Nevertheless, the fact remains that tasawwuf, as truly conceived and worked out by the great masters, has its roots in the teachings of the Holy Qur-àn and is, in fact, the highest culmination of the Islamic conception of a spiritual life. The Word of God is still, according to the Holy Qur-àn, the highest reward with which a truly good and noble soul can be blessed. Says the Book:-

The beloved of the Lord – those that have faith in Him and lead a virtuous life – for them is a good news in this life as well as in the next; … and this is the Highest Good.


Those who say, Allah is our Lord, and then firmly hold to it – God´s angels come to them (with the message): Fear not, nor grieve, and be of good cheer ….

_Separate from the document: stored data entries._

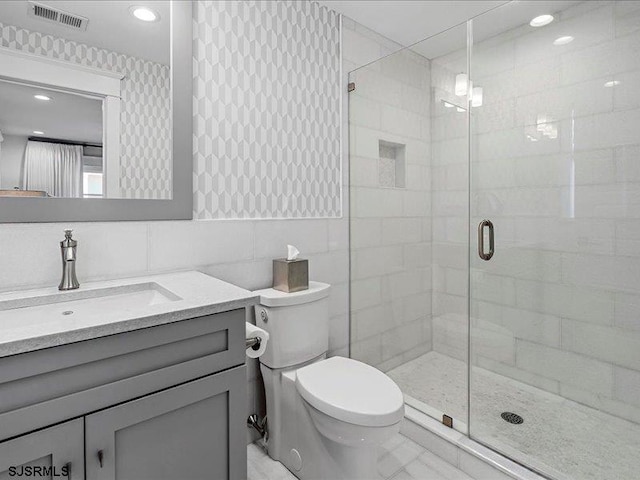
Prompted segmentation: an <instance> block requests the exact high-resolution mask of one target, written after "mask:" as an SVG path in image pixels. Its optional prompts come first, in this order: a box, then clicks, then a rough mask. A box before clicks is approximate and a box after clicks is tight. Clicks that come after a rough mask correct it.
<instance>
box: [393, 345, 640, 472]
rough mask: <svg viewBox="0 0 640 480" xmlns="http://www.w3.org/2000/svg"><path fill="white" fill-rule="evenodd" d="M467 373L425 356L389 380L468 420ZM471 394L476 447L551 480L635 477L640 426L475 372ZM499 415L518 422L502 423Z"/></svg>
mask: <svg viewBox="0 0 640 480" xmlns="http://www.w3.org/2000/svg"><path fill="white" fill-rule="evenodd" d="M466 370H467V367H466V364H465V363H464V362H461V361H459V360H456V359H454V358H451V357H448V356H446V355H442V354H439V353H436V352H429V353H427V354H425V355H422V356H421V357H418V358H417V359H415V360H412V361H410V362H407V363H405V364H404V365H401V366H399V367H397V368H395V369H393V370H391V371H389V372H388V375H389V376H390V377H391V378H393V379H394V380H395V381H396V382H397V383H398V385H399V386H400V388H401V389H402V391H403V392H404V393H405V395H408V396H410V397H413V399H417V400H419V401H421V402H423V403H425V404H427V405H429V406H430V407H432V408H434V409H435V410H437V411H443V412H446V413H448V414H449V415H452V416H453V418H454V421H455V419H463V420H462V421H466V400H467V398H466V388H467V387H466ZM471 390H472V395H471V399H472V401H471V429H470V430H471V435H472V437H473V438H475V439H476V440H479V441H482V442H483V443H485V444H486V445H488V446H491V447H493V448H495V449H496V450H498V451H500V452H502V453H504V454H505V455H507V456H509V457H511V458H513V459H515V460H518V461H520V462H521V463H523V464H525V465H529V466H532V467H534V468H536V469H538V470H539V471H541V472H547V473H548V474H549V475H550V476H553V477H554V478H557V479H571V480H604V479H607V480H608V479H615V480H637V479H638V478H640V477H639V475H638V472H640V454H638V452H640V425H639V424H637V423H633V422H629V421H626V420H623V419H621V418H618V417H614V416H612V415H609V414H607V413H604V412H601V411H599V410H596V409H593V408H590V407H587V406H584V405H581V404H579V403H576V402H573V401H571V400H567V399H565V398H562V397H560V396H558V395H554V394H551V393H548V392H545V391H543V390H540V389H538V388H534V387H531V386H529V385H525V384H523V383H520V382H517V381H515V380H513V379H510V378H507V377H504V376H502V375H496V374H494V373H492V372H489V371H487V370H484V369H480V368H475V367H474V369H473V371H472V389H471ZM413 399H410V398H407V402H408V403H410V404H413V403H412V401H413ZM504 411H510V412H515V413H517V414H519V415H521V416H522V417H523V418H524V423H522V424H521V425H513V424H510V423H507V422H505V421H504V420H502V418H501V417H500V413H502V412H504ZM399 478H403V477H399Z"/></svg>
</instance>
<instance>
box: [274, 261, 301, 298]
mask: <svg viewBox="0 0 640 480" xmlns="http://www.w3.org/2000/svg"><path fill="white" fill-rule="evenodd" d="M273 288H274V289H276V290H280V291H281V292H287V293H293V292H299V291H301V290H307V289H308V288H309V261H308V260H305V259H303V258H298V259H296V260H287V259H286V258H277V259H275V260H274V261H273Z"/></svg>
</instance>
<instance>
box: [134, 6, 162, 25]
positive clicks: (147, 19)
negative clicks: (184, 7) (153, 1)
mask: <svg viewBox="0 0 640 480" xmlns="http://www.w3.org/2000/svg"><path fill="white" fill-rule="evenodd" d="M129 11H130V12H131V15H133V16H134V17H136V18H137V19H138V20H142V21H143V22H157V21H158V20H160V15H158V13H157V12H155V11H153V10H151V9H150V8H148V7H139V6H138V7H131V8H130V9H129Z"/></svg>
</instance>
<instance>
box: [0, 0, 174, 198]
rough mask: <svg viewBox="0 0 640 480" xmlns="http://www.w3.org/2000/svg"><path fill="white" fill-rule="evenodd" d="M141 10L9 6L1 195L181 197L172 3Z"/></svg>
mask: <svg viewBox="0 0 640 480" xmlns="http://www.w3.org/2000/svg"><path fill="white" fill-rule="evenodd" d="M140 5H143V6H144V7H141V6H135V7H134V6H132V3H130V2H105V1H101V0H70V1H63V0H43V1H38V2H34V1H31V0H10V1H7V0H4V1H2V2H0V30H1V33H2V35H1V36H0V39H1V40H0V197H16V196H18V197H40V198H46V199H55V198H74V199H91V200H93V199H123V198H124V199H164V200H167V199H171V198H172V196H173V173H174V172H173V158H172V134H173V131H172V130H173V129H172V108H171V105H172V88H171V83H172V75H171V65H170V59H171V38H170V32H171V16H172V13H171V3H170V2H169V1H145V2H141V4H140ZM25 201H26V200H25Z"/></svg>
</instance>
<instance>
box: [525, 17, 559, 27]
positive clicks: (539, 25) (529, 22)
mask: <svg viewBox="0 0 640 480" xmlns="http://www.w3.org/2000/svg"><path fill="white" fill-rule="evenodd" d="M551 22H553V15H540V16H538V17H536V18H534V19H533V20H531V21H530V22H529V25H531V26H532V27H544V26H545V25H549V24H550V23H551Z"/></svg>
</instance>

Divine revelation still comes, and will ever come, to enlighten a clean and pure heart. And inasmuch as true tasawwuf stands for that grand truth, it is one with Islam. It may, however, be pointed out that for self-purification, necessary to make one a recipient of the  Divine Word, Islam recognizes no such forms and practices as laid down by the so-called tasawwuf. Islam has only one pathway that leads Godwards – the pathway of a good practical life, of duty, honesty, goodwill and charity. The image of God as He is. Let man but work out these potential virtues in him – and worked out they cannot be but through daily practical life – and Divine Light will reflect on His heart, even as the light of the sun does  on a clean mirror. “The life of this world is like a field for the life to come,” the Prophet ﷺ says; and so it is in this soil of practical life in which the All-wise Providence has placed us, is deceit, illusion, moonshine. No farm, no crop; no practical life, no spirituality. A true Sufi is thus one whose life is the richest, fullest, throbbing with vitality, and at the same time pure, noble and honourable – and he is the true Muslim.